Знаете, что получается, когда продаешь кому-нибудь свой рассказ? Его крутят и так, и сяк и выворачивают наизнанку, а вконец распотрошив («придав ему форму», как они любят выражаться), представляют публике с надписью мелким шрифтом в углу афиши: «По рассказу Джозефа Леннокса».

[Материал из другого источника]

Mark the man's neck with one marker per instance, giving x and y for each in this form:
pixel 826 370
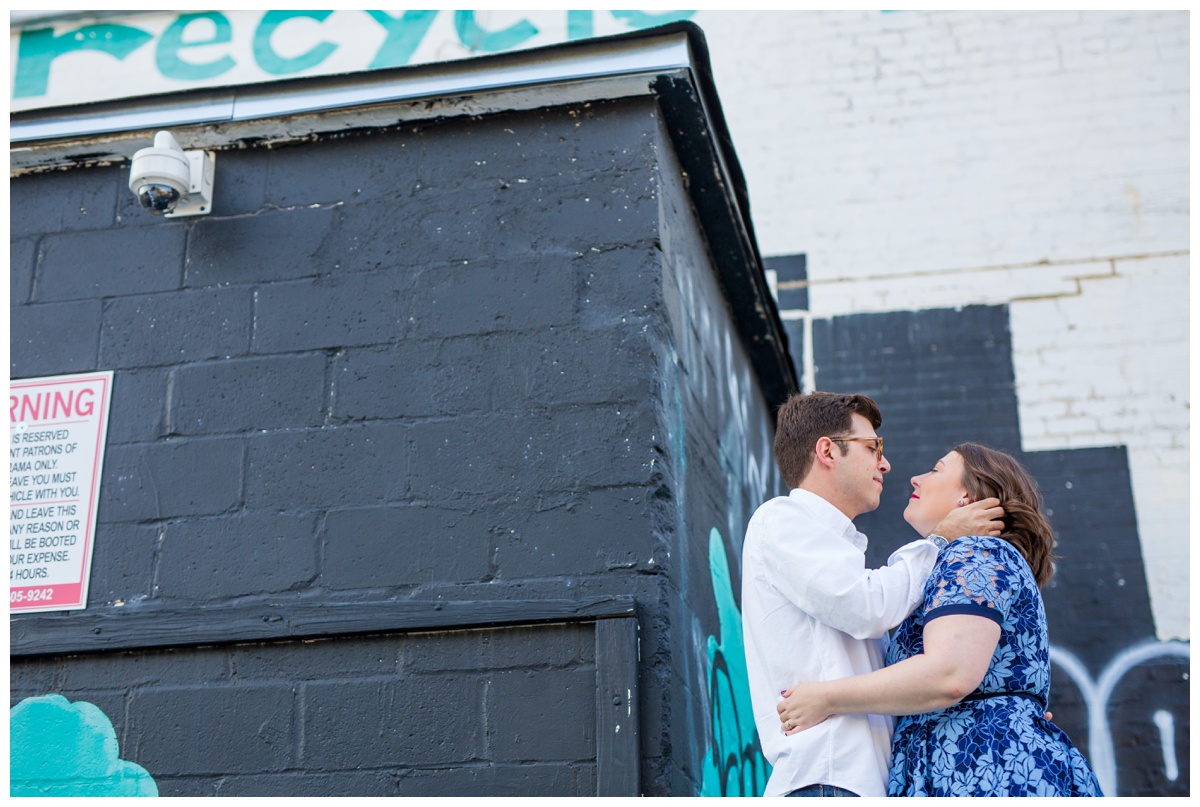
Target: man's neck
pixel 827 492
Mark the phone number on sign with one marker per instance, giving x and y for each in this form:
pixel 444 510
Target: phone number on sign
pixel 31 596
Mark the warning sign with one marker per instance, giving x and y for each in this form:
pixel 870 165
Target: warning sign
pixel 57 448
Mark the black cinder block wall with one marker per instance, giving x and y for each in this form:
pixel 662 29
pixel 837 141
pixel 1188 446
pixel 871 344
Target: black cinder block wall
pixel 481 362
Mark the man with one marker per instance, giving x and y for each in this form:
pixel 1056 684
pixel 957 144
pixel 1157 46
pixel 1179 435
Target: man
pixel 810 608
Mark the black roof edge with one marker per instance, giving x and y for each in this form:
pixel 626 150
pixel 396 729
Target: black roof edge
pixel 697 126
pixel 715 183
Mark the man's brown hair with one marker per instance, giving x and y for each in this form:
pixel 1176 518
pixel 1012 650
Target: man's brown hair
pixel 804 418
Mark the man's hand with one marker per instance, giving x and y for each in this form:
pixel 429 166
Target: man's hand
pixel 979 518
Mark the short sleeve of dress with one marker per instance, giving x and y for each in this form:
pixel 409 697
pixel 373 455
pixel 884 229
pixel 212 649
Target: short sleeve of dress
pixel 972 578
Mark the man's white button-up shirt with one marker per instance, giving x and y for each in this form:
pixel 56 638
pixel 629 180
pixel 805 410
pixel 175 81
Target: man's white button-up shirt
pixel 813 611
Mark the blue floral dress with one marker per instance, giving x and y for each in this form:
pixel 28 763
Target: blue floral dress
pixel 996 741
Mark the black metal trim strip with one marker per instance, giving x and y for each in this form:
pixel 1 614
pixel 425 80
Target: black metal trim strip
pixel 618 745
pixel 79 632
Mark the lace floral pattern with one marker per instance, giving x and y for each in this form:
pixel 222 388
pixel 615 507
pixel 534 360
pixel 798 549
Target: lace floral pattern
pixel 993 746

Постановщик, высокий мужчина с ярко-рыжими волосами, по имени Фил Вестберг [9], позвонил мне сразу же, как купил рассказ, и вежливо поинтересовался, как я себе представляю пьесу «Деревянные пижамы». Я ничего не понимал в этом деле, поэтому посоветовал что-то тупое и незапоминающееся, да он и все равно не хотел слушать, потому что уже все решил сам. Он начал излагать мне свой план, и в какой-то момент я отнял трубку от уха и тупо уставился на нее. Он говорил о «Деревянных пижамах», но это уже были не мои пижамы. Рассказ начинался в ванной, а пьеса — на вечеринке, что мгновенно вырезало из моего произведения около четырех тысяч слов. Главный герой пьесы занимал в рассказе отнюдь не центральное место, я вообще его в последний момент ввел. Но Вестберг знал, что ему нужно, и, конечно, многое из моей писанины показалось ему лишним. Когда наконец это дошло до меня (как до жирафа), я улизнул в темноту и полтора года не слышал от «Фила» ничего — пока он не прислал мне контрамарку на премьеру.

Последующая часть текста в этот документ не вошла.